Updated to 12/10 drop and attempted a reinstall of overcloud. Deployment failed. Realized that although the stack was deleted and "nova list" showed no servers, ironic still had instance UUIDs associated with each hardware. We cleared up the instance UUIDs by doing another retrospective/scan. However, the deployment attempts now failed right away due to anther error: missing cloud image. Nothing was changed in undercloud’s openstack. Flavors and images were the same. After a lot of digging, I verified that this was due to the update. I noticed that one of the modules, overcloud_deploy.py, used to have block of parameters hardcoded and now they are removed. such as: controllerImage': 'overcloud-full', 'NovaImage': 'overcloud-full', 'BlockStorageImage': 'overcloud-full', 'SwiftStorageImage': 'overcloud-full', 'CephStorageImage': 'overcloud-full', 'OvercloudControlFlavor': 'baremetal', 'OvercloudComputeFlavor': 'baremetal', 'OvercloudBlockStorageFlavor': 'baremetal', 'OvercloudSwiftStorageFlavor': 'baremetal', 'OvercloudCephStorageFlavor': 'baremetal' I added some of the params back in and got beyond the immediate halts cause by missing/required params. I did not add them ALL back in (read on please). The deployment would go on 2-3 hours and never seem to get to some of the phases where you could see step1, step2, etc… Noticed, per ironic, that they system are rebooted and also noticed that they are indeed getting a new provisioning ip (nova list from undercloud). As 2-3 hours would pass noticed that IP for the servers does change again giving me the impression that stack deployment is retrying. But If I ssh’d to the new IP, even after 2 hours, I see the old OS/deployment. I also restored just that module in its entirety, and tried a deployment.But similar result.

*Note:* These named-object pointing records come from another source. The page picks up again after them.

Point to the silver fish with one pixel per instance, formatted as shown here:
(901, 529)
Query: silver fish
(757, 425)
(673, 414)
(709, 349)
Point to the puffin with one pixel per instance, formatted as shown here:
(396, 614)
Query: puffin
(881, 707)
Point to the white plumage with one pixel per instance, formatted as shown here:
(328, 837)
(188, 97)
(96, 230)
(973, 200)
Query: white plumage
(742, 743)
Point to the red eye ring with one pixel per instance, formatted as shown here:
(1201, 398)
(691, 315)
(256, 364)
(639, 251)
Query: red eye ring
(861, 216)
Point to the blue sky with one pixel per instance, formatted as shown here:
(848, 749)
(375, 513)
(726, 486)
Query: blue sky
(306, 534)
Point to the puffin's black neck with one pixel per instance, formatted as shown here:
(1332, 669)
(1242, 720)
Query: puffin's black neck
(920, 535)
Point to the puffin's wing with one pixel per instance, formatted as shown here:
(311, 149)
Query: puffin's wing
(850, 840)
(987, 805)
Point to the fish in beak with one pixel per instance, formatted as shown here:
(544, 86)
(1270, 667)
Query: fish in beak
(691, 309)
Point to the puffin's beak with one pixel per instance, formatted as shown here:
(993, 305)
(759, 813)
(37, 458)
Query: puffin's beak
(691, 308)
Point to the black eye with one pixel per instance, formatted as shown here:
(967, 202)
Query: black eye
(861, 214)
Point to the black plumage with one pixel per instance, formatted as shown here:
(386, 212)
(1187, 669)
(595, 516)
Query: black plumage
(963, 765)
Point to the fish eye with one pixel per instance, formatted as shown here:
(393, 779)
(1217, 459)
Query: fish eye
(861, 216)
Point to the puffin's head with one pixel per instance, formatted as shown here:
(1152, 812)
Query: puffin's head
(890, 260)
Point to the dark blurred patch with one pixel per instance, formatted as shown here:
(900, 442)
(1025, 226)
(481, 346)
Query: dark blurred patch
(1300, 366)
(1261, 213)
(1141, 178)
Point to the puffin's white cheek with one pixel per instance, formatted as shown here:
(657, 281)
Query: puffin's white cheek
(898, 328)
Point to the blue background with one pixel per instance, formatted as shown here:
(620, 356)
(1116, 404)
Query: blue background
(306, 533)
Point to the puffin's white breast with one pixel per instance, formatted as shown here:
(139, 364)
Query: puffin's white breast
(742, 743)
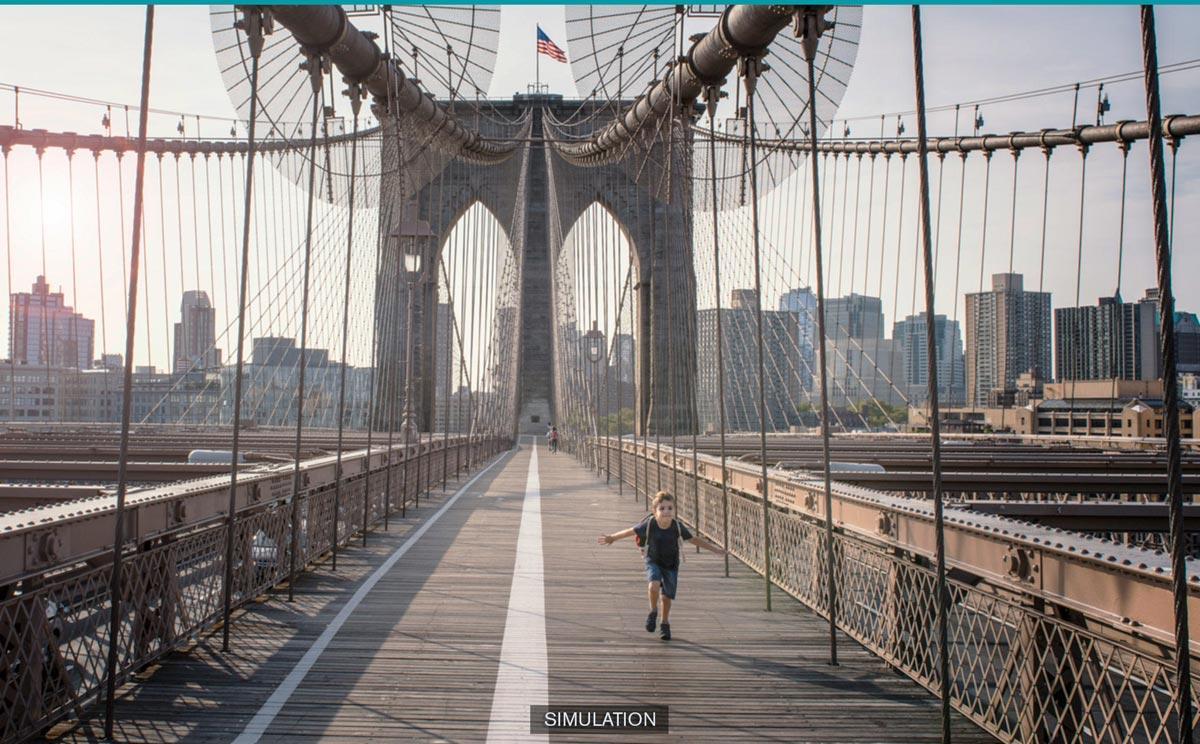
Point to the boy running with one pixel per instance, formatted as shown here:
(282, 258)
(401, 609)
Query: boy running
(660, 537)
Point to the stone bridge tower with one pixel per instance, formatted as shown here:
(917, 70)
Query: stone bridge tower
(658, 227)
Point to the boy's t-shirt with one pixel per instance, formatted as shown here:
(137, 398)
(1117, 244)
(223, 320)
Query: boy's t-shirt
(665, 550)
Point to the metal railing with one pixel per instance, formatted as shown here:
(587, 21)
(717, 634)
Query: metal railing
(54, 627)
(1025, 665)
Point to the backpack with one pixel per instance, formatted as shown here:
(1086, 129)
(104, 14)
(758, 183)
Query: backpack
(646, 545)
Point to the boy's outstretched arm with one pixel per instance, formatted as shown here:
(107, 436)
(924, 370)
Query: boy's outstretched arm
(705, 544)
(615, 537)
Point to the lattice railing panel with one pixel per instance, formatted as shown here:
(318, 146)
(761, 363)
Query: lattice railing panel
(1018, 671)
(55, 639)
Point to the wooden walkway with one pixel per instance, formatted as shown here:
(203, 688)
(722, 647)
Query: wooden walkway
(418, 658)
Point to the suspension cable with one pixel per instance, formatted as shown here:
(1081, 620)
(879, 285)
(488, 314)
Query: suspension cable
(114, 589)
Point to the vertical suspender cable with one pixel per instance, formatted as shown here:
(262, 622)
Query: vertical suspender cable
(751, 67)
(114, 588)
(252, 24)
(943, 599)
(355, 103)
(315, 75)
(712, 97)
(1182, 701)
(813, 29)
(6, 150)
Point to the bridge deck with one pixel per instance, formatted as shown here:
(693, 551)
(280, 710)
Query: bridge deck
(419, 657)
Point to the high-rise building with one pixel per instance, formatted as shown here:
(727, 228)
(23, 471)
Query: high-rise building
(741, 357)
(855, 316)
(1111, 340)
(910, 337)
(865, 370)
(45, 330)
(196, 334)
(864, 365)
(1008, 333)
(1187, 342)
(803, 303)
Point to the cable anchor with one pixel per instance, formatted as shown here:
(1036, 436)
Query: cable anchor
(257, 24)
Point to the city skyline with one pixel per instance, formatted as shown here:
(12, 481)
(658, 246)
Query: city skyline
(877, 83)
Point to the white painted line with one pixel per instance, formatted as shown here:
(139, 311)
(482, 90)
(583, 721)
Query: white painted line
(257, 725)
(522, 678)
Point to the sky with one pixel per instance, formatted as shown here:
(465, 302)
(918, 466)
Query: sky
(971, 52)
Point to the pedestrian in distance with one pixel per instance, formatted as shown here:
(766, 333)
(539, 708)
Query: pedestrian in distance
(661, 537)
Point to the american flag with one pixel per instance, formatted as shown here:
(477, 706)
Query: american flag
(550, 48)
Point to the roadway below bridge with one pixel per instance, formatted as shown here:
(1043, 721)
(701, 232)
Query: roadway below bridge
(495, 598)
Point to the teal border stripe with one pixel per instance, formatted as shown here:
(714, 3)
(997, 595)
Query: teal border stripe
(526, 3)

The defaults for the image and flavor name parameters were moved from the client (overcloud_deploy.py) to tripleo-heat-templates directly (in overcloud-without-mergepy.yaml) in the 7.2 release of director. What I expect is happening then is that they yum updated the undercloud, and got the new client code, but are still using old tripleo-heat-templates. Do they have a local copy of the templates they might be using? If so, they need to make a new copy of /usr/share/openstack-tripleo-heat-templates, and incorporate any changes they had made to the templates into that new copy. Then try a new deployment with that new copy.
Jon, once you check the templates to make sure they are updated, please let us know in this bug what you find. Thanks.
This bug did not make the OSP 8.0 release. It is being deferred to OSP 10.
Closing since it should be resolved per comment #6. Please re-open if still experiencing some issues.
clearing needinfo